Description of problem: ovn-controller across all the worker nodes is experiencing high memory utilization. Size of the deployment and objects : root@ip-172-31-68-73: ~/e2e-benchmarking/workloads/network-perf # oc get services -A | wc -l 3005 root@ip-172-31-68-73: ~/e2e-benchmarking/workloads/network-perf # oc get nodes | grep Ready | wc -l 107 root@ip-172-31-68-73: ~/e2e-benchmarking/workloads/network-perf # oc get pods -A | wc -l 14738 ovn-controller utilization after test[1]. Version-Release number of selected component (if applicable): OCP4.6-Nightly How reproducible: N/A Steps to Reproduce: 1. 100 Worker node OCP4.6 cluster 2. Mastervertical 1000 test (1000 projets) Actual results: [1] https://snapshot.raintank.io/dashboard/snapshot/A9m9EVRSvBedYqPbNPWMjbRyQAclzH0Q?orgId=2 Expected results: Additional info: pprof data https://coreos.slack.com/archives/CU9HKBZKJ/p1601486618158900
This is a good candidate for a 4.6.z backport once resolved.
@avishnoi is this related to the reject ACL flow explosion?
(In reply to Dan Williams from comment #2) > @avishnoi is this related to the reject ACL flow explosion? Part of it, but numan's patches of reducing the number of flows would help here. So once we have all those patches and acl patches in our nightly, we need to test this again to see the ovn-controller memory consumption.
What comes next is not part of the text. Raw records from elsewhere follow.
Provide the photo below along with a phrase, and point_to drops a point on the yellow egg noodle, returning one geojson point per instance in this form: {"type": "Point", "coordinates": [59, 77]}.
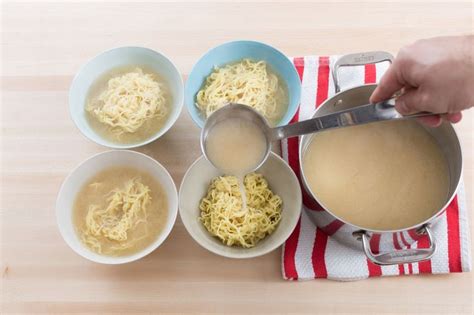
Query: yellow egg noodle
{"type": "Point", "coordinates": [129, 101]}
{"type": "Point", "coordinates": [223, 214]}
{"type": "Point", "coordinates": [246, 82]}
{"type": "Point", "coordinates": [125, 209]}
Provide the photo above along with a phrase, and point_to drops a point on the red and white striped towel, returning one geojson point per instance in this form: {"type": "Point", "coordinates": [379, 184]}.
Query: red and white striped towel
{"type": "Point", "coordinates": [309, 253]}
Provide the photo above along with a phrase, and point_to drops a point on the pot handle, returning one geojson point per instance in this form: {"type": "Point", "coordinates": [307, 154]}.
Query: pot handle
{"type": "Point", "coordinates": [358, 59]}
{"type": "Point", "coordinates": [403, 256]}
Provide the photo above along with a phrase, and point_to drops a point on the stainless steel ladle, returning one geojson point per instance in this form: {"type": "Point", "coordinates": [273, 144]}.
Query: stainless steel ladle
{"type": "Point", "coordinates": [364, 114]}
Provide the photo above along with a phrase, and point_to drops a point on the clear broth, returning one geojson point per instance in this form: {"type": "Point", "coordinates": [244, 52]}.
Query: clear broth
{"type": "Point", "coordinates": [110, 179]}
{"type": "Point", "coordinates": [380, 176]}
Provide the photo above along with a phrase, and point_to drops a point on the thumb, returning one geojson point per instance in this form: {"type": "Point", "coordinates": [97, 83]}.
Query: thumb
{"type": "Point", "coordinates": [409, 102]}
Currently i believe this high memory consumption is because of the number flows installed on individual worker node (around 2M).
SBDB and openflow reduction are part of 1859924. Duping this bug to that and if you see it again after 1859924 is resolved please reopen. *** This bug has been marked as a duplicate of bug 1859924 ***